Option 4A is a proposal to limit the ability of mortgagees to obtain an indemnity where the mortgage itself creates the mistake. To explain, where a fraudster, purporting to be the owner of a property, grants a mortgage over the property to a bank, the registration of the charge is a mistake because the mortgage has not in fact been granted by the owner of the property. The fraudster and the registered proprietor are different people. This is an identity fraud and, as above, the key consideration (which is being explored in the consultation) is that the mortgagee, and not the Land Registry, is arguably best placed to uncover the fraud.

The above is contrasted with a situation where the fraudster procures a transfer of the owner’s title into his name (becoming the registered proprietor) and then grants a mortgage over the property to a bank. In this situation the fraudster is exactly who he or she purports to be. Any checks carried out by the mortgagee will simply confirm the fraudster’s identity (as registered proprietor).

Option 4A is proposed only to apply to the first situation, where there is no mistake on the register at the time the mortgage is granted. This situation, albeit here in a simplified form, was considered in Swift 1st Ltd v Chief Land Registrar in which, under LRA 2002, the mortgagee was held to be entitled to an indemnity.

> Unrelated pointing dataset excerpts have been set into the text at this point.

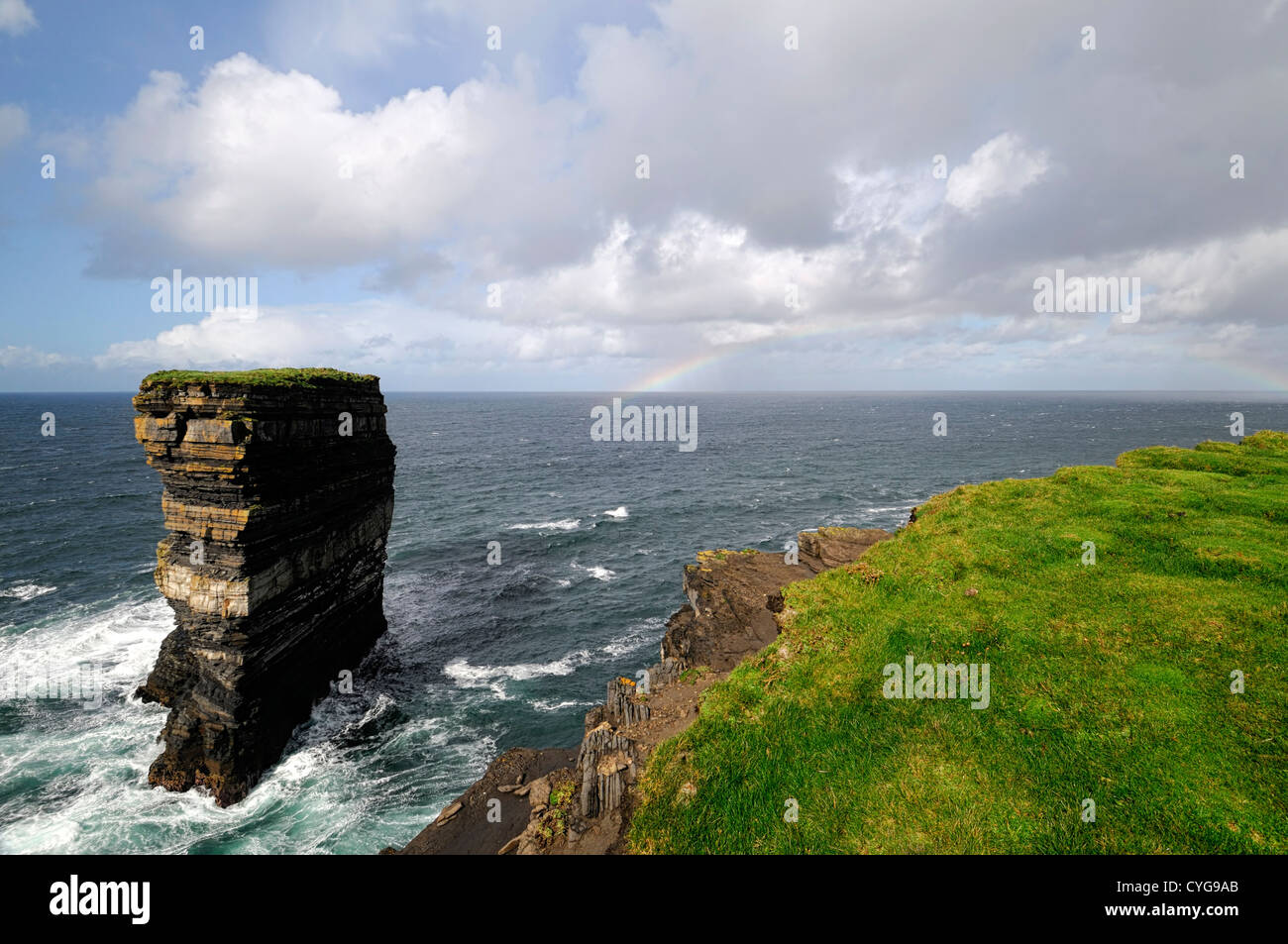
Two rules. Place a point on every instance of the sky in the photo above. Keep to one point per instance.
(688, 194)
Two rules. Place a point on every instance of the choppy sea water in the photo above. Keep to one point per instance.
(478, 659)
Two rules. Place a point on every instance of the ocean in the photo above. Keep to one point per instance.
(478, 659)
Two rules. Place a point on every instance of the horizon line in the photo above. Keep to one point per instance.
(754, 393)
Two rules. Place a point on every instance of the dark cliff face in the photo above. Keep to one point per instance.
(277, 502)
(580, 801)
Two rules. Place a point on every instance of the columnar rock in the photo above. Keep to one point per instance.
(277, 498)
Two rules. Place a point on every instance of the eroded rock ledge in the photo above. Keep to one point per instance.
(278, 497)
(579, 801)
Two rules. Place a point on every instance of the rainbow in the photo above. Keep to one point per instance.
(1269, 378)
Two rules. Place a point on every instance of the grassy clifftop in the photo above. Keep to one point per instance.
(305, 377)
(1109, 682)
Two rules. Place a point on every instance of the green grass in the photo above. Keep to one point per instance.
(1109, 682)
(307, 377)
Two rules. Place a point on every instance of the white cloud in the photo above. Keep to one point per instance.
(26, 356)
(16, 17)
(769, 167)
(1000, 167)
(13, 124)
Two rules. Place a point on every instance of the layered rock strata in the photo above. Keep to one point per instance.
(277, 498)
(584, 806)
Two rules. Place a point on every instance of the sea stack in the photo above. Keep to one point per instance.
(278, 497)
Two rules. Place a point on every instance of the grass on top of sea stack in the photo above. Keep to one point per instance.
(268, 376)
(1108, 682)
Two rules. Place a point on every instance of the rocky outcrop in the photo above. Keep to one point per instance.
(277, 498)
(733, 595)
(584, 807)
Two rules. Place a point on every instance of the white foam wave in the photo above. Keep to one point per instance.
(600, 574)
(562, 524)
(558, 706)
(494, 677)
(27, 591)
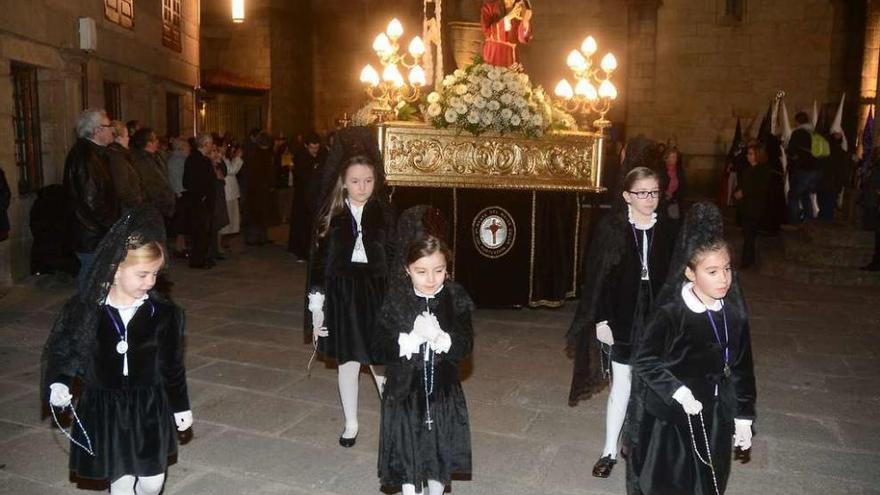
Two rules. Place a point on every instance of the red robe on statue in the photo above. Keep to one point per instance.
(501, 37)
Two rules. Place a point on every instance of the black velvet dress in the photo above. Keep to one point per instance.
(680, 347)
(129, 419)
(410, 452)
(353, 291)
(626, 298)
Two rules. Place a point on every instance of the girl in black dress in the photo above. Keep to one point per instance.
(424, 332)
(628, 261)
(347, 278)
(694, 389)
(125, 343)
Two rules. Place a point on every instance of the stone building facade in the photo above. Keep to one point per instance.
(131, 68)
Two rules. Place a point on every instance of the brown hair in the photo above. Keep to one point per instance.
(715, 246)
(638, 174)
(337, 197)
(760, 151)
(426, 246)
(145, 253)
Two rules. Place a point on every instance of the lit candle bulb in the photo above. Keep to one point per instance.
(395, 29)
(609, 63)
(563, 90)
(585, 89)
(417, 76)
(607, 90)
(370, 76)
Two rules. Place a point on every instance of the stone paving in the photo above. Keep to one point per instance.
(263, 426)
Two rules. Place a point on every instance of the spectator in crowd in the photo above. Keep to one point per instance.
(129, 188)
(93, 201)
(152, 172)
(199, 180)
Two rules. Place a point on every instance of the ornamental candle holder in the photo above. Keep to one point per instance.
(593, 92)
(391, 89)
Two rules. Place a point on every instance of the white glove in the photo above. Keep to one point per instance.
(603, 333)
(183, 420)
(316, 306)
(685, 397)
(427, 327)
(409, 344)
(59, 395)
(441, 343)
(742, 436)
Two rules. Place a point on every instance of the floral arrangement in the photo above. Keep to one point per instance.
(485, 97)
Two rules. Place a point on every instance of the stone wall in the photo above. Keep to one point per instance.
(44, 33)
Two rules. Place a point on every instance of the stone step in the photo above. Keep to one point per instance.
(818, 275)
(823, 255)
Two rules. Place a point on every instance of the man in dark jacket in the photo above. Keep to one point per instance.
(802, 169)
(93, 203)
(198, 180)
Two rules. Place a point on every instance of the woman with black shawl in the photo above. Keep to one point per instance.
(693, 397)
(626, 266)
(124, 342)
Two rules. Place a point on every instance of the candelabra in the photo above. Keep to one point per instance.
(585, 99)
(392, 89)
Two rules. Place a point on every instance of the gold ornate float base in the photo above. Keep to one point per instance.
(418, 155)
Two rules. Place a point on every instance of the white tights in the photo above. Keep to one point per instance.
(132, 485)
(434, 488)
(618, 399)
(349, 375)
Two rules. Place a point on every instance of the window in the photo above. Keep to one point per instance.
(731, 12)
(113, 100)
(172, 114)
(120, 11)
(26, 124)
(171, 24)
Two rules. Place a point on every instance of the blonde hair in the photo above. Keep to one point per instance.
(146, 253)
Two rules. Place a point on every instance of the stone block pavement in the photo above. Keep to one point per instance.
(262, 426)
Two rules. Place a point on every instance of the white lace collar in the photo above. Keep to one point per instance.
(694, 303)
(428, 296)
(639, 226)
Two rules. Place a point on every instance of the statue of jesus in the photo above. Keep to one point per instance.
(505, 23)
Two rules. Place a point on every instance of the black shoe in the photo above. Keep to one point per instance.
(603, 467)
(347, 442)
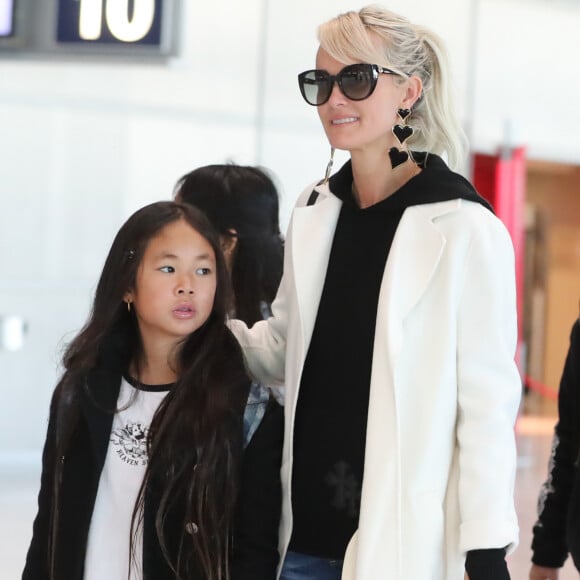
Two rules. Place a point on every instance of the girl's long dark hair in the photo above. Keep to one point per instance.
(195, 439)
(244, 199)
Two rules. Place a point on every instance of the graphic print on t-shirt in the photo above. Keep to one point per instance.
(347, 489)
(131, 443)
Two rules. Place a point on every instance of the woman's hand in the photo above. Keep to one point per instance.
(541, 573)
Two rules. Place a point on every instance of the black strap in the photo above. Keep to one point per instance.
(313, 197)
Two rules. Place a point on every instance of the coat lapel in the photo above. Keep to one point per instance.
(313, 233)
(99, 404)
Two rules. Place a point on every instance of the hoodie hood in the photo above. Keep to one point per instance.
(435, 183)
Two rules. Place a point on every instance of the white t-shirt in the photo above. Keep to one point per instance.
(107, 555)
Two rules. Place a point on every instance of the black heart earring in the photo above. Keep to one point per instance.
(402, 132)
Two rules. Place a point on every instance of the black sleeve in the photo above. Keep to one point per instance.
(259, 504)
(487, 564)
(549, 534)
(37, 560)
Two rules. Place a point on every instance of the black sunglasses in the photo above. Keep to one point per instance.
(356, 81)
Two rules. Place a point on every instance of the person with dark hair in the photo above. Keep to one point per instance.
(393, 329)
(556, 534)
(147, 469)
(242, 204)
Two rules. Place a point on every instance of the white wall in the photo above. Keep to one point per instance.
(527, 86)
(82, 145)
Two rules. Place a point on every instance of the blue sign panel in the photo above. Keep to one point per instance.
(6, 17)
(110, 22)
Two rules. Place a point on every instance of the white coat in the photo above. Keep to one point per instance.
(440, 455)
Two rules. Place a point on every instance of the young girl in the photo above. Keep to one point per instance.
(242, 204)
(144, 469)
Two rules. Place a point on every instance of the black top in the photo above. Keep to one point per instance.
(332, 406)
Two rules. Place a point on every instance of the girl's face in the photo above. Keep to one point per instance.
(175, 285)
(361, 125)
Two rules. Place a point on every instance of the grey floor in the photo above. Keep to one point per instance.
(18, 488)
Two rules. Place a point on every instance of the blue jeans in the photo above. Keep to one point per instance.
(304, 567)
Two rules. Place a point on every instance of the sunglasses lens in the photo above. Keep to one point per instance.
(315, 86)
(357, 81)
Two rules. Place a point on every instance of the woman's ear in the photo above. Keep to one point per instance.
(229, 242)
(128, 297)
(413, 92)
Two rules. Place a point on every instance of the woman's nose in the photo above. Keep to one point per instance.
(185, 286)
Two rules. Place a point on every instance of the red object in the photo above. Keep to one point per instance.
(501, 179)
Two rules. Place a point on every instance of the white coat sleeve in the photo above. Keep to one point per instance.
(489, 390)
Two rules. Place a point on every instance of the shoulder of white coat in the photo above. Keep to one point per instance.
(465, 214)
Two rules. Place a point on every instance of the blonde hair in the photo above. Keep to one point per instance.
(410, 50)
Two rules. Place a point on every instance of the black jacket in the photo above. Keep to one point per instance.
(557, 531)
(256, 530)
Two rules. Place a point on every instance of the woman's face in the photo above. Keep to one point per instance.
(361, 125)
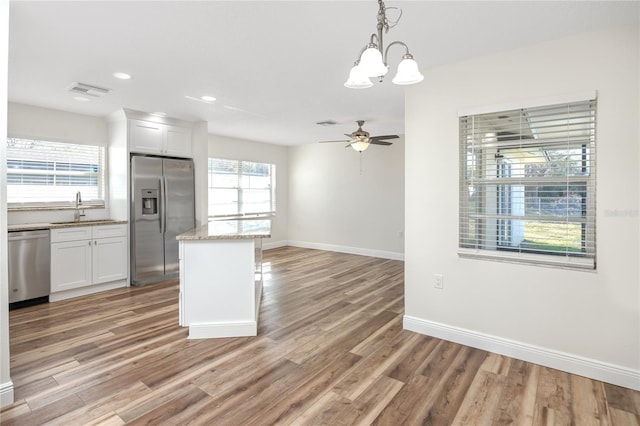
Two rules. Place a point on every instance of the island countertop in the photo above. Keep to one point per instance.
(237, 229)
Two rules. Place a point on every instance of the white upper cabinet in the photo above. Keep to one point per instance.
(156, 138)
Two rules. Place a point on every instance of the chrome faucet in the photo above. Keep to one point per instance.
(78, 214)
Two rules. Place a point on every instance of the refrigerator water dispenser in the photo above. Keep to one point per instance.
(149, 202)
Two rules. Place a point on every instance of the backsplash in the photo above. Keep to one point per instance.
(48, 216)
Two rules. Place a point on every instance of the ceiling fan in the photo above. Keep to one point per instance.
(360, 139)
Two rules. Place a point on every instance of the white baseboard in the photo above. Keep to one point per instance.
(350, 250)
(598, 370)
(83, 291)
(226, 329)
(6, 394)
(274, 244)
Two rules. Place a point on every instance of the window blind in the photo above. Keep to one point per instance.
(241, 188)
(527, 185)
(44, 173)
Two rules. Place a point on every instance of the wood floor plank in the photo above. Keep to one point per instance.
(330, 350)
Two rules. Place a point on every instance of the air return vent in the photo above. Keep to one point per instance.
(88, 90)
(326, 123)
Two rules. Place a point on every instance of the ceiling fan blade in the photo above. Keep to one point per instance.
(385, 137)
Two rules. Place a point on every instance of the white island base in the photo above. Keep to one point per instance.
(220, 285)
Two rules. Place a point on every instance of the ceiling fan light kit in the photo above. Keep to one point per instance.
(373, 63)
(360, 139)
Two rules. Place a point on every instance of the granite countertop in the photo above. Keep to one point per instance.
(230, 230)
(54, 225)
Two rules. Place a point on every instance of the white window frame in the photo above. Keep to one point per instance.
(240, 211)
(52, 173)
(481, 245)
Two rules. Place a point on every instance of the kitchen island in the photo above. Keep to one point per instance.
(221, 278)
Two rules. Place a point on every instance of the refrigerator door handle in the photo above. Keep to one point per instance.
(162, 204)
(163, 221)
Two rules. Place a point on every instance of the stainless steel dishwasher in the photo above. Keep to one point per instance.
(29, 266)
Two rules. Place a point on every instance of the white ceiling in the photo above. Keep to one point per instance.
(275, 67)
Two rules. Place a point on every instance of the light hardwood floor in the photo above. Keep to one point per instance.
(330, 350)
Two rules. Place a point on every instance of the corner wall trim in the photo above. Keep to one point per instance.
(350, 250)
(598, 370)
(6, 394)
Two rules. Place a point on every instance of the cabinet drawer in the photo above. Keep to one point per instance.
(106, 231)
(76, 233)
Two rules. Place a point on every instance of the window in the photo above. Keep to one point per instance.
(241, 188)
(44, 173)
(527, 185)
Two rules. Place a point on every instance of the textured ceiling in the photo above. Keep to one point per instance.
(275, 67)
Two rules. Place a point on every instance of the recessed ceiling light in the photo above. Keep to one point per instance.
(122, 75)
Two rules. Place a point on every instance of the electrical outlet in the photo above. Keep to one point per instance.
(438, 281)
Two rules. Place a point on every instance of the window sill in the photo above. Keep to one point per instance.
(567, 262)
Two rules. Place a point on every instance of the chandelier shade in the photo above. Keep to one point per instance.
(373, 58)
(408, 72)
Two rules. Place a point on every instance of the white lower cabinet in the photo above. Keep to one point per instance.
(87, 255)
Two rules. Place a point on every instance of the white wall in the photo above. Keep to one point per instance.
(585, 322)
(239, 149)
(6, 386)
(345, 201)
(27, 121)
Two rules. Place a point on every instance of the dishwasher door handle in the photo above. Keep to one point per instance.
(26, 237)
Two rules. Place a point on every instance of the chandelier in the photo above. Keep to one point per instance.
(373, 58)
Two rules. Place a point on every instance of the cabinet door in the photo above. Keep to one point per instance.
(178, 141)
(109, 259)
(70, 265)
(145, 136)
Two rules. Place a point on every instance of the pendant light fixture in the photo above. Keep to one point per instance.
(373, 58)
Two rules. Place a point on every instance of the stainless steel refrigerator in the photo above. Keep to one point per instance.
(162, 207)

The effect of Option 4A would be that a mortgagee in Swift’s position would no longer be entitled to an indemnity. However, Option 4A would not affect the availability of an indemnity to a party other than a mortgagee in such circumstances. Therefore, as noted in the consultation, Option 4A rests upon a policy decision to treat mortgagees differently (and less favourably) to other indemnity claimants.

This founds the following question in the consultation: “We invite consultees’ views on whether the ability of mortgagees to obtain an indemnity should be limited to claims arising from mortgages granted on the basis of a mistake already contained in the register”.

Option 4B

The second option for reform, Option 4B, is to place mortgagees under a specific statutory duty to verify the identity of mortgagors. The mechanics are, at this consultation stage, unclear. However, the duty will require a lender to take reasonable steps (it is yet to be established what this will constitute) to verify the identity of mortgagors, and mortgagees who act in breach of the duty will be unable to obtain an indemnity. Part of the underlying rationale (it is said) is to incentivise those who are best placed to prevent fraud (arguably the mortgagee) to develop best practice as they will bear the financial costs of fraud.

This founds the following question: “We invite consultees’ views on whether the entitlement of mortgagees to obtain an indemnity should be subject to compliance with a statutory duty to take reasonable care to verify the identity of the mortgagor”.

What this means for you

Seeking an indemnity from the Land Registry under schedule 8 is a significant avenue for lenders to recover some of their losses arising when a fraud occurs. Removing this avenue of recovery will undoubtedly be detrimental and lenders are therefore likely to want to make time to respond to the consultation. The above questions, in bold, are at 22.82, 22.83 and 22.84 of the response form.

The last date for responding to the consultation is 30 June 2016. The Law Commission have stated that their aim is to consider all responses to the consultation and to publish a report and draft Bill in late 2017.